In general, kinetic studies showed that a change in aging can be implied by 3 wt% solketal. In addition, the time evolution of aging was shown, leading to a better understanding of the sequence of aging products and the influence of solketal. It was possible to define more precisely which products were related to C18:1 and solketal. The first observation was that there was a different boiling behavior between RME and C18:1 under these aging conditions. This is the result of less short-chained decomposition products. From the time of decomposition of solketal, the kinematic viscosity curve changed, and crossovers occurred. These crossovers were consistent with other parameters studied, such as the aging products.

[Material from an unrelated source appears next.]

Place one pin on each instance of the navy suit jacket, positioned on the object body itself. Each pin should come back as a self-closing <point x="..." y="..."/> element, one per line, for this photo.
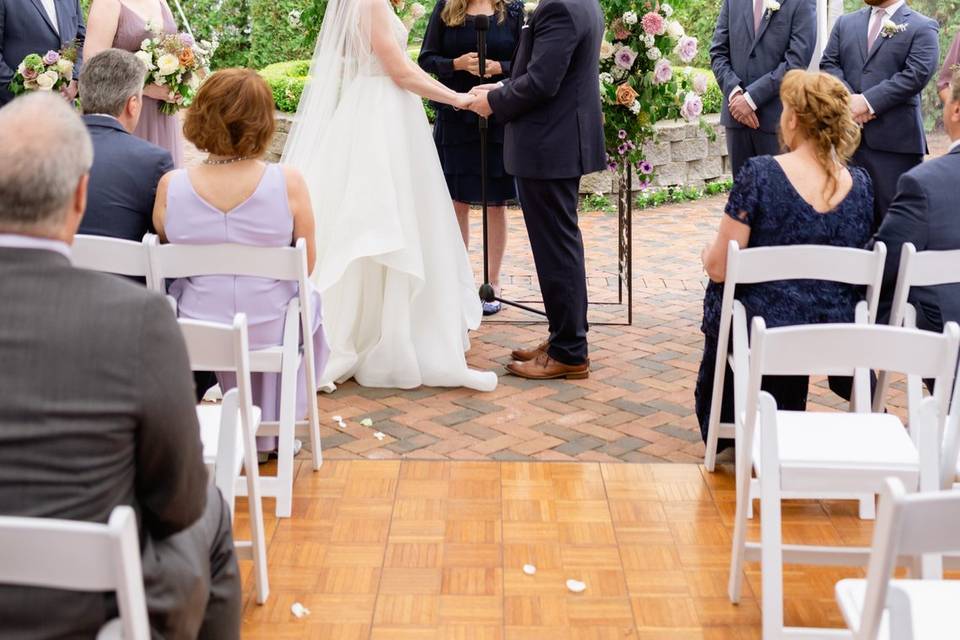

The aging products showed that there was no direct effect on peroxide formation by solketal. However, the acid and epoxide values showed that more of these functionalities were formed in the presence of solketal. In addition, the time progress showed that the peroxides were formed first and then the acids by decompositions. It was also noticeable that no direct correlation was observed between peroxides and epoxides. The formation of 9-oxooctadecanoate correlated with the decomposition of the cis-epoxide. In summary, the influence of solketal is due to the fact that it generates a higher acid value in the blends. The fact that it has no influence on the peroxides and it clearly affects the epoxide value indicates that acids are the precursors of epoxides. This is in agreement with the fundamentals and state-of-the-art organic chemistry, which states that epoxidation occurs via peroxy acids as a result of Prileschajew reactions [42]. As a result of autoxidation of aldehydes formed during aging of biodiesel [43,44] as well as oxidized carboxylic acids by peroxides [45,46], in-situ peroxyacids are possible. Due to the late build-up of ketones and the correlation of the degradation of epoxides, the following sequence can be observed: Peroxide → Acid/Aldehydes → Epoxide → Ketone.

5. Outlook

Simplification of the system has led to an estimation of how C18:1 behaves as a pure substance and in the mixture with solketal during aging. Next, the system should be extended, and the complexity increased. More specifically, it would be useful to perform the same studies with methyl linoleate (C18:2) and methyl linolenate (C18:3). This would allow for the influence of allylic and bis-allylic double bonds to be determined. Furthermore, the amounts of solketal should be varied, as different amounts may also provide further additional insight. In addition to chemical fuel aging, the physical interactions between aged biodiesel and, for example, engine oil should be further investigated. Due to the dilution of engine oil, this issue is particularly critical [47]. Regarding the confirmation of the position of the trans-9,10-epoxide, further characterization should be conducted.